SIDEBAR: Managing and Analyzing Petabytes of Data

The high spatial and temporal resolution of GCRM simulations will result in volumes of data output, expected to be on the order of 1 terabyte per hourly snapshot or 8.6 petabytes per year of continuous simulation time. It would be impractical to run the model repeatedly just to save the output required for a particular analysis. Therefore, it is necessary to store model results throughout the computation and provide flexible tools to extract subsets of the data required for a wide range of analyses. Developing those tools is the goal of the SciDAC "Community Access to Global Cloud Resolving Model and Data" Scientific Application Partnership (SAP), led by Karen Schuchardt of Pacific Northwest National Laboratory.

"We cannot easily generate this data every time someone needs it, so we view each dataset as an extremely valuable resource and want to make it available to as many collaborators as possible," Schuchardt says.


Figure 1. The Global Cloud Resolving Model requires high-performance, highly coupled compute, storage, and analysis resources, which are accessed by the climate science community through tools and services provided by the Scientific Application Partnership.

The main tasks of this partnership include developing a web portal that enables users to browse, search, and make specific data subset requests; developing tools to efficiently access, analyze, and visualize subsets of data; and developing a high performance input/output (I/O) application program interface (API) and data format definition. As illustrated in Figure 1, paradigm changing models such as a GCRM require coupled compute, storage, and analysis resources. The software services that provide data access to the broad community are a vital link in the flow of information.

These goals are a perfect match for NERSC's Science Gateways project, which is developing custom web interfaces for computing, data distribution, collaboration, and analytics. NERSC's Outreach, Software, and Programming Group has collaborated with Schuchardt&'s team on portal development. In addition, the NERSC Analytics Group and the SciDAC Visualization and Analytics Center for Enabling Technologies (VACET) are assisting with troubleshooting and improving I/O and with evaluating and developing visualization tools for GCRM data.

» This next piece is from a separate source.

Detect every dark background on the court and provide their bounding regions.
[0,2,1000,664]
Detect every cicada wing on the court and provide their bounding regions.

When a high-resolution model like the GCRM is running on 40,000 processors of a fast computer like Franklin, outputting the high volume of data and writing it to disk can become a bottleneck, slowing down the entire computation. The I/O API being developed for GCRM allows the data to be efficiently output in parallel streams to local storage on Franklin, in a data format (netCDF) that is common in the climate modeling community.

So far the researchers have achieved an effective aggregate I/O bandwidth of 5 gigabytes per second for writing GCRM output on Franklin. The increased bandwidth was achieved by consolidating I/O on an optimal number of processors, aggregating writes into large chunks of data, and making additional improvements in the filesystem and parallel I/O libraries. From Franklin, the data is copied to the NERSC Global Filesystem (NGF), where it can be shared with or transferred to scientists around the world.

The large datasets generated by the GCRM also require new analysis and visualization capabilities, including parallel processing and rendering. The NERSC Analytics/VACET team has developed a GCRM plug-in for the VisIt visualization tool that supports the geodesic grid used by the GCRM (Figure 4). Rather than transferring huge datasets between sites, scientists can choose to keep their simulation output at NERSC and use VisIt’s client/server architecture to do remote visualization.